Warning: What You Call Kaizen May Really Be Rework


Your organization’s products and services embody all your value-adding activities, plus they form critical connections to many other functions. As a result, they are the perfect platform for organizational change. In fact, Jim Morgan, an executive experienced with product-led transformations, asserts that if you really want to create lean enterprise change, you must shift your focus upstream from production to product development.

Morgan is COO of electric vehicle startup Rivian and the former global engineering director at Ford Motor Company during the product-lead turn-around under CEO Allen Mulally. He also is senior advisor to the Lean Enterprise Institute’s initiative in lean product and process development (LPPD). Chet Marchwinski, LEI communications director, caught up with him at the annual Designing the Future Summit.

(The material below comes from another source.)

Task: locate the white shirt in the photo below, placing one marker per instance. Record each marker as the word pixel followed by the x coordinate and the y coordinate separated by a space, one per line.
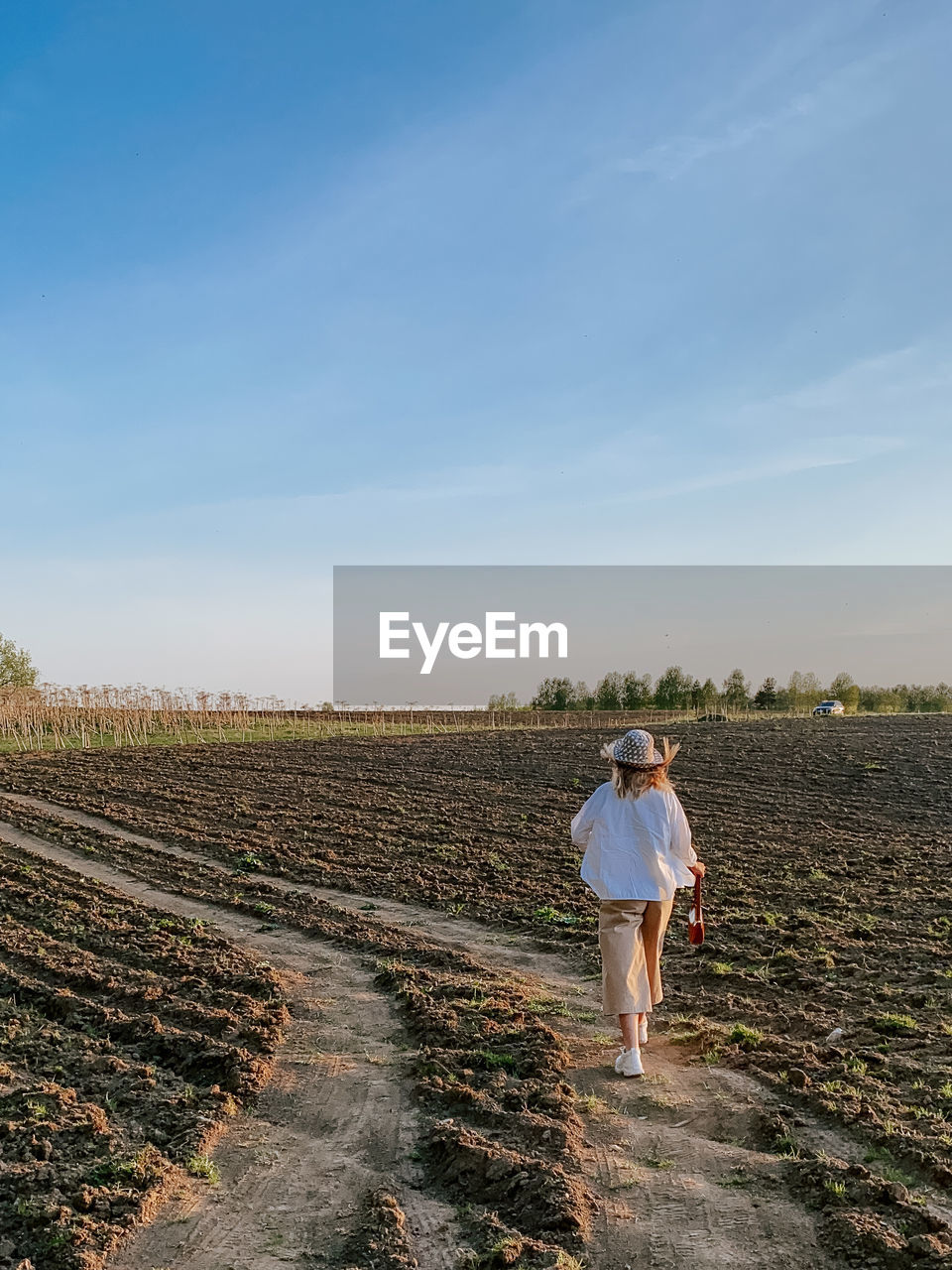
pixel 635 847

Q: You see a lot of companies, why do so many struggle with implementing lean in operations?

Jim: What I see most often is that companies fail to enroll people in the process; they don’t make them part of the process. They establish separate initiatives and use isolated people to roll out lean, as opposed to actually using the work to enroll people into the change. They also see LPPD (lean product and process and development) as just an initiative, rather than as a way to do the work — as an enabler, to enhance performance.

Q: How has lean product and process development changed in the past decade? You and Jeff Liker, about 10 years ago, wrote your first book, The Toyota Development System. So, we have been watching the LPPD effort for 10 years.

Jim: Initially, I, Taka Fujimoto, Durward Sobek, Jeff Liker, and Allen Ward, did a significant amount of research into it. Since then, it’s been taken on by companies around the world.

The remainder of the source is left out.